Когда-то в большой силе был Валерий Четверик, главный тренер и президент футбольного клуба «КАМАЗ». Помогал всем, до кого дотягивался. Большой души человек.
Помогал отошедшему от дел Озерову — привозил в Челны. Издал Николаю Николаевичу книжку. Кстати, библиографическая редкость, попробуй сейчас найди. А у меня есть!
Недавно разговаривали, вспоминали все это. Я, не доверившись памяти, переспросил — хоть и видел когда-то своим глазами:
— Вы ж дружили с Озеровым? Или выдумка?
— Сколько мне осталось — столько буду благодарен этому человеку. Дружили мы ровно десять лет. Это как три университета. Порядочности, доброты и всего-всего-всего. В Загорянке у него бывал, на даче. Два раза в год в Челны его привозил. Уже ему ногу оттяпали, на коляске возили... Люди его встречали — на руках таскали!
— Вы «Оку» ему подарили. Дочка потом лет десять на ней ездила.

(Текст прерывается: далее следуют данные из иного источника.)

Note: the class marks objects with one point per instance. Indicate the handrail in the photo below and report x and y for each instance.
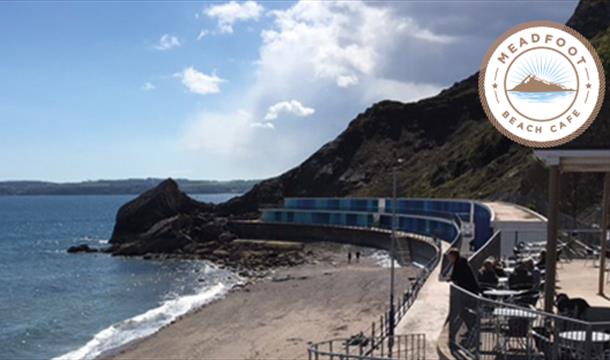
(379, 334)
(409, 346)
(490, 323)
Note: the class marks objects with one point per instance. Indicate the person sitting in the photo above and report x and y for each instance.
(574, 308)
(535, 272)
(499, 268)
(520, 279)
(487, 275)
(541, 264)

— Надя. Да-да... Как я узнал, что Перетурина с телевидения выкинули, сразу кинулся к Гинеру. Я в ЦСКА тогда работал. Говорю: «Владимира Ивановича зачехлили... Несправедливо!» Гинер его пригласил, переговорили. Начали делать какую-то передачу — а потом у Перетурина один инсульт, другой. Поэтому недолго тянулось.

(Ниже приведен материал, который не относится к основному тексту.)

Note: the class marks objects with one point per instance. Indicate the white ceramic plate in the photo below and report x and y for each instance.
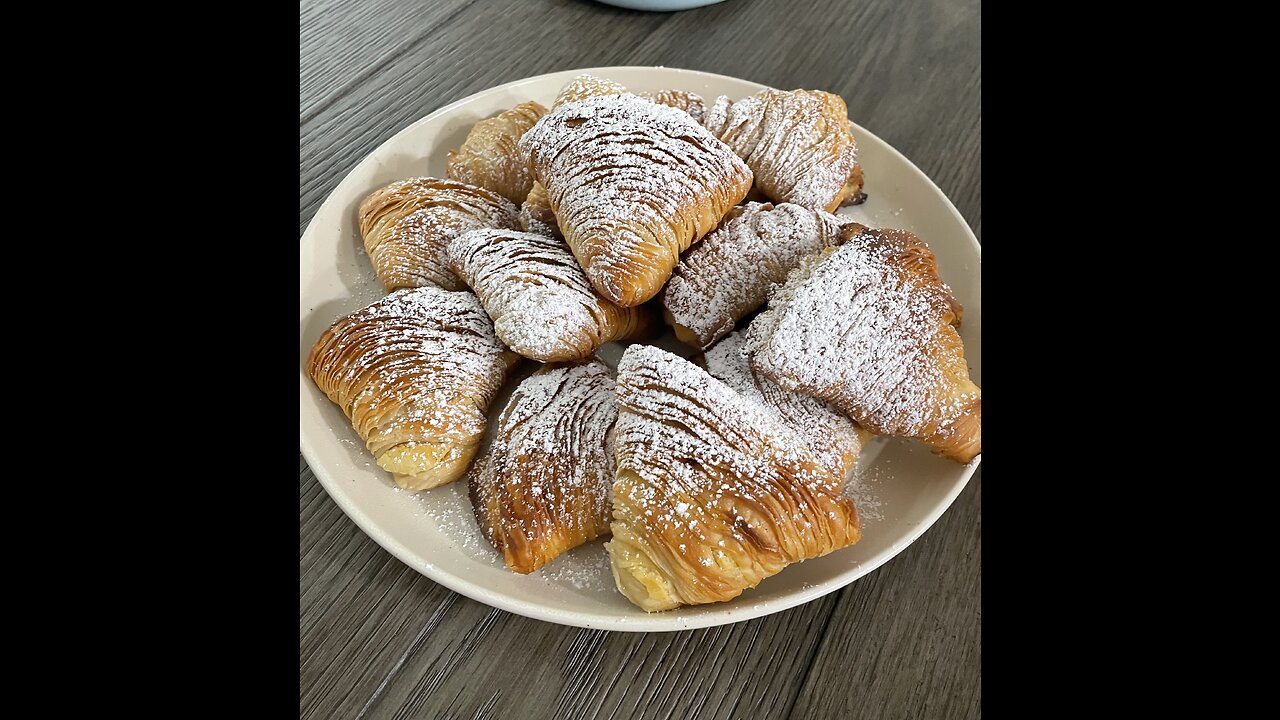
(900, 487)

«Выругался Евгений Майоров, а не Озеров...»
Успели мы поговорить с Александром Иваницким, выдающимся борцом, олимпийским чемпионом. Долго руководившим всем нашим спортивным телевидением.
Вспоминать тот разговор — наслаждение. Ум, обаяние, красота могучего мужчины — в ком еще такое сочетается, кроме Иваницкого да нашего главного редактора?
Зашли мы издалека — это ведь про Озерова говорили, будто выругался матом в прямом эфире. Я встречал десяток людей, «слышавших своими ушами». Порой мне казалось, что слышал я сам.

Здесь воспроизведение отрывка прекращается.